Thursday, May 4, 2017

PANIQUE (PANIC), a Timely French Noir from Julien Duvivier




During TCM’s 8th annual Classic Film Festival in Hollywood last month more than 75 films were presented, all of them classics and almost all of them appealing to me. But there were two that I was absolutely determined to see: the Powell/Pressburger masterpiece Black Narcissus (1947), presented on nitrate-based film stock, and a less well known, newly restored French film, Panique (1946), from director Julien Duvivier.
Panique might not have caught my eye on the intensely packed festival schedule had I not, thanks to Don Malcolm and his Mid-Century Productions, been recently introduced to French film noir. Last November I attended Malcolm/MCP’s 3rd French noir fest in San Francisco. That illuminating event featured 15 “black” French films, including Le Dernier Tournant (1939), director Pierre Chenal’s adaptation of James M. Cain’s The Postman Always Rings Twice. In the role of Cora’s husband Nick (played by Cecil Kellaway in MGM’s 1946 version) was Michel Simon, one of the most celebrated character actors in French cinema.
Julien Duvivier
When I discovered Panique on the TCM program I was intrigued: French noir under the direction of Duvivier, a pillar of French Classical Cinema, admired by Welles, Renoir, Bergman and others. He's best known today for his Pepe le Moko (1937), the film that made an international star of Jean Gabin and that Hollywood remade a year later as Algiers with Charles Boyer (Gabin-lite) and Hedy Lamarr. That Panique’s cast was headed by Michel Simon added interest; his portrayal of Nick in Le Dernier Tournant was delectable.

My friend and fellow blogger/writer Christian Esquevin and I planned to have lunch together and then make our way to the Panique screening at the Chinese Multiplex 6. Lucky Christian, who was born in France and is fluent in the language, would not have to bother with subtitles. What we didn’t anticipate was that by the time we arrived the theater would be nearly full and, though we would be able to find seats, we wouldn’t be sitting together.

Before the film began an onstage interview took place with Pierre Simenon, son of prolific best-selling crime novelist Georges Simenon, creator of Inspector Maigret, and author of the novel Panique was based on. The younger Simenon is an entertainment lawyer with an insider’s understanding of filmmaking and filmmakers, and a captivating raconteur. Among many anecdotes, tales of his father’s friendships with the likes of Chaplin, Renoir and Fellini were told. By the time the credits rolled, the entire audience was beguiled.

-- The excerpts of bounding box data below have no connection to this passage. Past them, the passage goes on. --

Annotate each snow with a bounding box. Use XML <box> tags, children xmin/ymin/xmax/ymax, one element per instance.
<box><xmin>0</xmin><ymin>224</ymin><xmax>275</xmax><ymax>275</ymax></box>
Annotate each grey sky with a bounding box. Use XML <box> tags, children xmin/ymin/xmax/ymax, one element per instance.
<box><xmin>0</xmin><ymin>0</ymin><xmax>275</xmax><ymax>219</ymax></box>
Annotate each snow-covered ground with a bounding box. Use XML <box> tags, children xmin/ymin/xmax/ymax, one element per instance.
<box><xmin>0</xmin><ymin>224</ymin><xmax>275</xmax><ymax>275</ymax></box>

Paul Bernard with Viviane Romance, who listens to her future
Panique tells a tale of murder, blind passion, betrayal and mob hysteria. An eccentric loner, Monsieur Hire (Simon), becomes smitten with a new neighbor (Viviane Romance), a young woman just out of prison for a crime her lover (Paul Bernard) committed but for which she willingly took the fall. Meanwhile, a neighborhood woman has been found murdered and robbed. The eccentric’s head is so turned by the girl he adores that he fails to see that he’s being framed for the murder and set up to become a victim of vigilante justice. Julien Duvivier acknowledged that he was drawn to “harsh, dark and bitter material,” and Panique doesn’t blink in its observation of human nature’s capacity for cunning and cruelty.

Simon delivers a powerful performance as a proud, reclusive outsider singled out and targeted because he is different. Viviane Romance and Paul Bernard are strong as femme fatale and petty criminal. Also well (and colorfully) cast are the supporting roles of butcher, tax collector, prostitute and other petit-bourgeois neighborhood denizens.
In his eulogy of Duvivier, Jean Renoir said, “If I were an architect and I had to build a monument to the cinema, I would place a statue of Duvivier above the entrance." Hailed by critics as diverse as Bosley Crowther, Pauline Kael and Leonard Maltin, Panique begins its run at Laemmle's Royal in West Los Angeles on Friday, May 5. Click here for details.


  1. This is a great film, and you do it justice here Lady Eve. I enjoyed viewing this film with you, albeit rows apart, and now reliving the experience in your descriptive and informative review. Movie-goers in Los Angeles are fortunate to have the opportunity to see this dark drama. Dystopian movies are everywhere nowadays, but this caustic noir is much closer to reality.

    1. It is always a pleasure to be able to spend time with you, Christian. PANIQUE was, for me, one of the highlights of the TCM festival and I'm so glad we were able to share the experience if only from a distance. "Caustic noir" is a perfect description for this film, which speaks volumes to today's social environment.